Redundancy analysis (RDA) and correlation with environmental factors
We employed RDA to explain the composition difference and to determine the influences of local environmental factors on microbial community composition, including temperature, precipitation, altitude, longitude, and latitude (Table S5). The microbial community composition of the samples in Yunnan province was most strongly affected by altitude, whereas that of Henan province was most strongly affected by latitude. However, none of the single environmental factors showed a significant effect on microbial communities at the national scale (Fig. 4b). Latitudinal‐diversity gradients for all samples were also analyzed, but no obvious influence was detected for latitude or longitude, which is consistent with previous reports of microbial latitudinal diversity gradients [49] (Fig. S4).

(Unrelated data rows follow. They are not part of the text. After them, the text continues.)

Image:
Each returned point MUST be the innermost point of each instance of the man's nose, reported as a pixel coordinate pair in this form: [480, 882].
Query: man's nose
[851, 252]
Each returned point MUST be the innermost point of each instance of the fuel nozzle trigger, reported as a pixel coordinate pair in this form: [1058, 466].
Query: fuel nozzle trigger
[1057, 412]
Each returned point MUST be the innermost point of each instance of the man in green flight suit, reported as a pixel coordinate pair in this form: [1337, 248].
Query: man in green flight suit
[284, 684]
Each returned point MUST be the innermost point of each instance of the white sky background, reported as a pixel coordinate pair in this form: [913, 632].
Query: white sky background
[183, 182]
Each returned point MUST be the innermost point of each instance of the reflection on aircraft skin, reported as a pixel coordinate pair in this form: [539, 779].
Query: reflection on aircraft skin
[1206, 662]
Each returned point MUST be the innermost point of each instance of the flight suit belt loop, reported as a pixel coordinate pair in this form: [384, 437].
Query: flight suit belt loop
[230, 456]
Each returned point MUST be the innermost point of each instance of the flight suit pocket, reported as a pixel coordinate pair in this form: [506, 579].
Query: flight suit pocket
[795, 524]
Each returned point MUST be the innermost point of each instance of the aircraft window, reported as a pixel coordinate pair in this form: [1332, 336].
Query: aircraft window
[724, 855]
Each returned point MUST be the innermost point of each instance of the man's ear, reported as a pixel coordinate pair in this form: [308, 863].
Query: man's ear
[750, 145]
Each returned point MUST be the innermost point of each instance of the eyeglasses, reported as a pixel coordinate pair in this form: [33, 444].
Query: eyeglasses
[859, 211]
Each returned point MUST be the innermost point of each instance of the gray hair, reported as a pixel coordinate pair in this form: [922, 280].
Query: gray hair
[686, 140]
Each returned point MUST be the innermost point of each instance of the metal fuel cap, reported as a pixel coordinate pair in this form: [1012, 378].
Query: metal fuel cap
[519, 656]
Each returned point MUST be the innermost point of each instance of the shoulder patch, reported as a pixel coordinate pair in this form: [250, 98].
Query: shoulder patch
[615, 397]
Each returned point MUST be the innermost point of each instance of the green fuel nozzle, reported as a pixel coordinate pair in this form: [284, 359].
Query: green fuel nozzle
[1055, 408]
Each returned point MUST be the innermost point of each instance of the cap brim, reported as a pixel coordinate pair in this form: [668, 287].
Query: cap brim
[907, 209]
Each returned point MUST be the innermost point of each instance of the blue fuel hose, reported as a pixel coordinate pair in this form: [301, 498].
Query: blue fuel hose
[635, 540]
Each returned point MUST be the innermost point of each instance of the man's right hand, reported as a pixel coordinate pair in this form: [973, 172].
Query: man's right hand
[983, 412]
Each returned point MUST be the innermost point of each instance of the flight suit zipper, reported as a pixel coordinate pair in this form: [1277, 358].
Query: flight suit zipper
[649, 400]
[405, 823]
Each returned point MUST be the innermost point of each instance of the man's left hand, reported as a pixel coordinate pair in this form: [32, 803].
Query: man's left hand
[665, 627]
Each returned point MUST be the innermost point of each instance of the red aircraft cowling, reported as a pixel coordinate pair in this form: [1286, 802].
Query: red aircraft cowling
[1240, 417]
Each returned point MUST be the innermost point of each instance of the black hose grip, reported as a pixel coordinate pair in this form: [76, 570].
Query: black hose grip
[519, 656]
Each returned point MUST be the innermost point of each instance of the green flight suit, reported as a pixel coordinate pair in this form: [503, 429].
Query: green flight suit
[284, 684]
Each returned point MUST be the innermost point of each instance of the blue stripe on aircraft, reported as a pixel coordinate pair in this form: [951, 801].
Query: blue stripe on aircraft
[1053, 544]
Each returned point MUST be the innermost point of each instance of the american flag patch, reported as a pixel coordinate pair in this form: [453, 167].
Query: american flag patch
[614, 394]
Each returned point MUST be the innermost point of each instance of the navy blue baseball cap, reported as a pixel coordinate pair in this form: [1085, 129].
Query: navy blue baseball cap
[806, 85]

Locally specific factors drive community compositions
Our data support that the microbial communities are obviously affected by local environments, but did not exhibit obvious relationships to single ecological factors. Thus, we screened the significantly different species between different sampling locations with LEfSe (Linear discriminant analysis effect size) analysis attempting to unravel key factors influencing microbial community structure. This identified 8 species in Mangdui, Menglijiaojidi, Qujing, and Chuxiong of Yunnan province, Xuchang and Luoyang of Henan province, and Qianxinan of Guizhou province (Fig. 5, Table 2). Among these 8 species, Ochrobactrum anthropi from Mangdui and Pantoea agglomerans from Chuxiong have been previously reported as strains capable of heavy metal detoxification. Leclercia adecarboxylata was previously reported as a PAH-degrading strain. Enterobacter ludwigii from Menglijiaojidi is capable of crop-growth promotion and alkane degradation. Ochrobactrum lupini from Qujing was known to degrade pesticides (chlorothalonil and cypermethrin). The other three species identified in the LEfSe have no previously reported functional associations, but their genera do contain species capable of degrading PAHs and heavy metals detoxication.

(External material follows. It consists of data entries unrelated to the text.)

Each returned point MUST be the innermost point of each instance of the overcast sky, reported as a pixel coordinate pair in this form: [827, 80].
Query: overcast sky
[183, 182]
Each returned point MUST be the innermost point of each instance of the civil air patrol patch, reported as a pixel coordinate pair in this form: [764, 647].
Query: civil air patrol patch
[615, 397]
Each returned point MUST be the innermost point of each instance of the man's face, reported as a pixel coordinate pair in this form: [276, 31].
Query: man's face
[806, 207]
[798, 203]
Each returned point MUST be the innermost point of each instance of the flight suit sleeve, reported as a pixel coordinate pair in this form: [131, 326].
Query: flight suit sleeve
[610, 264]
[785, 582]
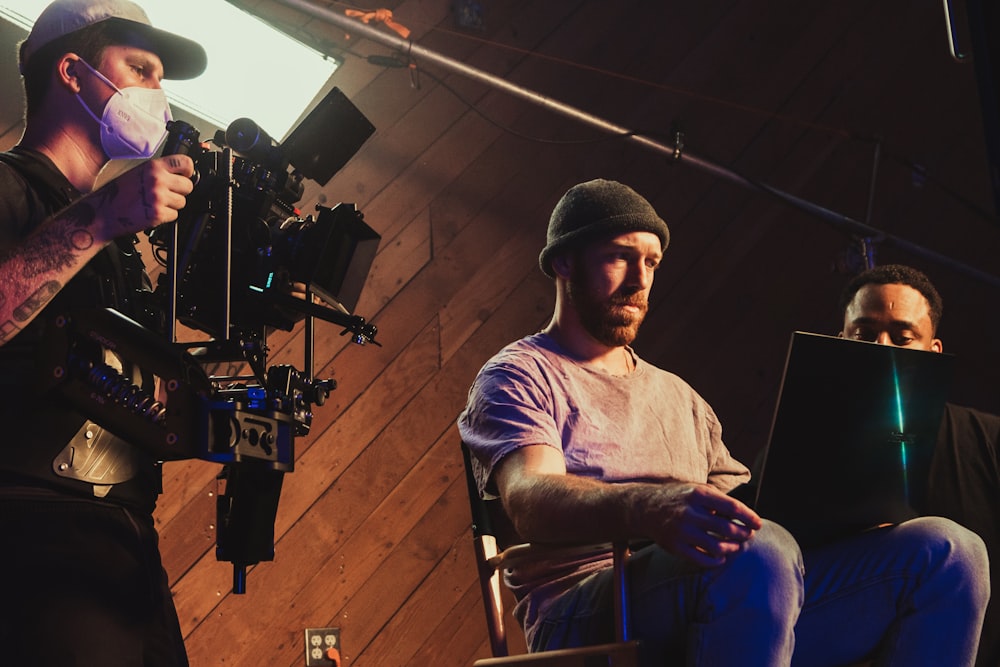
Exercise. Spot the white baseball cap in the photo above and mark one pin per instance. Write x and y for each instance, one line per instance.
(182, 58)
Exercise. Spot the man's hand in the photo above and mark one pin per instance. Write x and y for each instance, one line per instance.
(696, 522)
(143, 197)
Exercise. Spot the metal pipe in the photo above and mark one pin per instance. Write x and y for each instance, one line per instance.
(674, 151)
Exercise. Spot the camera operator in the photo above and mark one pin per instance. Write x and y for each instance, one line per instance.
(80, 569)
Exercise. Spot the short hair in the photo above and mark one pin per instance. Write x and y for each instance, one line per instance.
(88, 43)
(895, 274)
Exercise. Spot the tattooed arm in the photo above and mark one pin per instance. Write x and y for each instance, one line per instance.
(33, 270)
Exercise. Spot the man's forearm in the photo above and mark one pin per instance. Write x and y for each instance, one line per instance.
(33, 271)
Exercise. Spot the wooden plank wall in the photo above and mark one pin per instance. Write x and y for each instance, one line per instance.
(373, 527)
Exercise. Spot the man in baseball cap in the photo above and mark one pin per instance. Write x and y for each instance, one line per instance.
(585, 442)
(81, 571)
(182, 58)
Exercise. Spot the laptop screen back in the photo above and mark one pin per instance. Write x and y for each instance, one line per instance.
(852, 436)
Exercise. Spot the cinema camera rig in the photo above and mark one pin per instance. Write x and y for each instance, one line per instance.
(232, 260)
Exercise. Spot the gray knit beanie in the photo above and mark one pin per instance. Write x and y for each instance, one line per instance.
(595, 209)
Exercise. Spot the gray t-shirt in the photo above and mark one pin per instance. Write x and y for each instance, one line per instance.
(648, 425)
(645, 426)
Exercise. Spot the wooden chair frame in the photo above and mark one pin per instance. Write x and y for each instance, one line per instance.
(497, 547)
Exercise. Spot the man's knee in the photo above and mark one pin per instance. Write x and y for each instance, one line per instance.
(770, 567)
(944, 548)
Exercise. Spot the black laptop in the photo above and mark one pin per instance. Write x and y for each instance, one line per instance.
(852, 438)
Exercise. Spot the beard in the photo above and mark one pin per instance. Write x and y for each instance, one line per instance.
(606, 318)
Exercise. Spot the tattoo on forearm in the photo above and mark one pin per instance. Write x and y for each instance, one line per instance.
(36, 301)
(57, 243)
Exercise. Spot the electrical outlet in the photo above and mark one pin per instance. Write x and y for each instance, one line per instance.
(323, 647)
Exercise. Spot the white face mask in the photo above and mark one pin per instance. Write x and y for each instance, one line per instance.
(135, 120)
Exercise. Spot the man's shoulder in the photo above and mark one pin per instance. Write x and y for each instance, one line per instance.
(965, 417)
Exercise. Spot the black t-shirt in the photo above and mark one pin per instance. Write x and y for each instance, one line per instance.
(965, 487)
(38, 425)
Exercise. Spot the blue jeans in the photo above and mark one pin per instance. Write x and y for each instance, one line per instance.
(910, 595)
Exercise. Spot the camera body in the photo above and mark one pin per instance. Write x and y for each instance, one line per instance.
(241, 245)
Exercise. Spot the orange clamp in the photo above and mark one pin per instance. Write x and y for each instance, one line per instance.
(380, 16)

We explored the potential local factors which have potentially fostered the high relative abundance of these locally specific contaminant-degrading strains, specifically by measuring heavy metal concentrations of (Cd, Cr, Cu, Pb and Zn) of 6 samples (Mangdui, Menglijiaojidi, Qujing, Chuxiong, Luoyang, and Qianxinan) as well as other 10 samples as references. Compared with other samples (including samples from the same province), Mangdui had the highest the Cd concentration, Chuxiong had the highest Cr concentration, and Luoyang had the highest Pb concentration, while Qujing had the second-highest Cu concentration of any site, and showed significantly higher Zn concentration among the detected samples (Fig. 5). These results are understandable given that Mangdui, Chuxiong, Qujing and Luoyang are areas with abundant complex metal ore and coal mines [50–53]. These LEfSe-based results support that both geographical and industrial factors have substantially driven the microbial community composition in the local environment of the testing sites.